Toujours sans QG de campagne, la France insoumise a officiellement présenté vendredi à la presse ses huit têtes de liste de secteur, au 3e étage de l’Artplexe sur la Canebière. Autour de Sébastien Delogu, candidat à la mairie, l’adjoint à la transition écologique (ex-EELV), Sébastien Barles, chef de file dans les 1-7, et un autre baroudeur de la politique locale, jamais élu, Mohammed Bensaada (13-14).
à leurs côtés, des visages nouveaux. Alladine Abdallah Salim, tête de liste dans les 2-3, parle jeunesse et police de proximité. Léa Bijaoui, positionnée sur les 4-5 et Victoire Diethelm dans les 6-8, parlent justice environnementale et sociale, culture, logement… Candidate sur les 9-10, Myriam Megrahoui insiste sur les transports et la tranquillité publique, quand Radhouane Ouachani, qui mène la liste Marseille Fière et populaire dans les 11-12, revient sur la question des copropriétés dégradées.
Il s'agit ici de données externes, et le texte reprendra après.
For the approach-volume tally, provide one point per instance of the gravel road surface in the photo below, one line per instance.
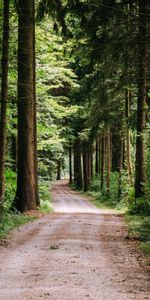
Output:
(76, 253)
« Une équipe faite de gens qui vivent dans la ville, connaissent ses difficultés au quotidien et portent des engagements et des sujets que se posent les Marseillais », insiste Manuel Bompard, le député marseillais et coordinateur de la France insoumise, présent pour l’occasion.
Député du secteur où Samia Ghali (DVG) se présente pour le Printemps marseillais, Sébastien Delogu sera n°2 sur la liste des 15 – 16, menée par Rabyata Boinaheri, « une mère de 39 ans qui élève seule ses quatre enfants » à la Granière où elle a grandi. « Nous nous laissons la place au peuple sur nos listes », justifie le député LFI des quartiers nord.
« Nous ne sommes pas dans une guerre des gauches, nous sommes dans une bataille politique avec l’objectif d’appliquer un programme qui réponde aux besoins des habitants (…) On considère qu’il y a une municipalité qui sur un certain nombre de sujets n’a pas fait ce qu’elle aurait dû faire », reprend Manuel Bompard, interrogé sur la relation au reste de la gauche, partie unie sous la bannière du Printemps marseillais (PM).
Et d’insister sur un adversaire : la droite et l’extrême droite. « Il faut une liste de la France insoumise parce qu’on ne battra pas l’extrême droite sans la mobilisation de secteurs très larges de la population marseillaise qui ne se mobiliseront pas en soutien à l’équipe municipale sortante », martèle le stratège LFI, persuadé que sa liste, créditée de 15% dans les derniers sondages, sera devant le Printemps Marseillais au 1er tour.